Comprenant qu’il s’agit surtout d’une vision, Fabio Mainolfi se donne rapidement les moyens de mettre en œuvre sa nouvelle mission. Pour comprendre l’environnement des initiatives collaboratives, il sollicite l’accompagnement de OuiShare et part à la rencontre d’une partie de l’écosystème maker français.
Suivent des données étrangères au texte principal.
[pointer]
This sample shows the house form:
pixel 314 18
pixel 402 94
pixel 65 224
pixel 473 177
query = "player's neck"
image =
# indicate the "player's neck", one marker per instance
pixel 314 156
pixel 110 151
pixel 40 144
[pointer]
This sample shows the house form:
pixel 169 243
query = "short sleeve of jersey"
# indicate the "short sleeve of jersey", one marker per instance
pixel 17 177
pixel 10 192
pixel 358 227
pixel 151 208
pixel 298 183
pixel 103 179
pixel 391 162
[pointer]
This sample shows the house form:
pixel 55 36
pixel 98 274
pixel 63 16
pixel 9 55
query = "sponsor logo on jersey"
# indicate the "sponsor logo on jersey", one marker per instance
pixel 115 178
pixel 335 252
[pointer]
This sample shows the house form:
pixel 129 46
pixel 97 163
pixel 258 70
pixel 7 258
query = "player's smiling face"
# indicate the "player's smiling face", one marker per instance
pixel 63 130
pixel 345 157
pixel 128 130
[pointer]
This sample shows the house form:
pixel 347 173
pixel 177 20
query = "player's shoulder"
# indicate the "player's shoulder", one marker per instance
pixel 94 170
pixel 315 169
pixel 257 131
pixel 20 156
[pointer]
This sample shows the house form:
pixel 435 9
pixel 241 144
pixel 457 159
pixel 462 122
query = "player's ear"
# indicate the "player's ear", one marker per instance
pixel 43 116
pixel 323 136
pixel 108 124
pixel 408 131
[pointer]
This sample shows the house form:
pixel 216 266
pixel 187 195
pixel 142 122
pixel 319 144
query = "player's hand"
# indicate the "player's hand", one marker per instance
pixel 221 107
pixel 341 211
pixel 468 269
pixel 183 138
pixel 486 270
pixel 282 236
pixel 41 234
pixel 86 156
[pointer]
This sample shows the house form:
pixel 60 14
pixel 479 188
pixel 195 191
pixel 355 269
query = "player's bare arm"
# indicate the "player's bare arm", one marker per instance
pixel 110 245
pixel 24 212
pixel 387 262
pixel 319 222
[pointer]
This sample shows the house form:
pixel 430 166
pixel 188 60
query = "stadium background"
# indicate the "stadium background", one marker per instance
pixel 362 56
Il rencontre les bricoleurs de fusées du hackerspace de l’Electrolab qui sont tout de suite emballés par l’idée d’une initiative spatiale hacker/maker.
Lors de sa présentation à l’ISU, le Franco-Italien explique comment il a été intrigué par la forte interaction entre les activités en ligne et l’ancrage local dans des espaces physiques de rencontre et de partage qui se structurent autour d’un projet commun ou d’un bien commun que peut produire le groupe. « Indépendamment de leurs motivations (économiques, écologiques ou sociales), les communautés ouvertes défendent une gouvernance horizontale, l’apprentissage par pair, la connaissance partagée, la conception ouverte et la fabrication distribuée. » dit-il pour expliquer pourquoi « à l’issue de cette période d’évaluation le Cnes a décidé alors d’adopter ces valeurs, caractéristiques et modes de fonctionnement en tant que modèles » pour l’initiative propulsée sous le nom de « Fédération ».
Mais la question se pose rapidement : « Comment un acteur institutionnel peut-il impulser une dynamique ouverte dite bottom-up épousant toutes les valeurs et les modes de fonctionnement des “communautés ouvertes” ? Comment ne pas être rapidement considéré comme une initiative top-down susceptible d’être rejetée ? »
Fabio Mainolfi constate que « les acteurs établis s’orientent plutôt vers les approches d’open innovation (hackathons, challenges, intrapreneuriat), des approches top-down, semi-fermées ou discrètes. » De l’autre côté, « les initiatives de communautés sont ouvertes et structurées autour d’un projet commun ou d’un bien commun que le groupe peut produire. Il s’agit d’approches bottom-up inspirées par la culture hacker, maker et Do it Yourself. » Il comprend que c’est ce second modèle qui permettra de consolider l’initiative. La décision est alors prise d’impulser une association issue de la société civile par des porteurs externes au Cnes, sans prise directe du Cnes sur son fonctionnement.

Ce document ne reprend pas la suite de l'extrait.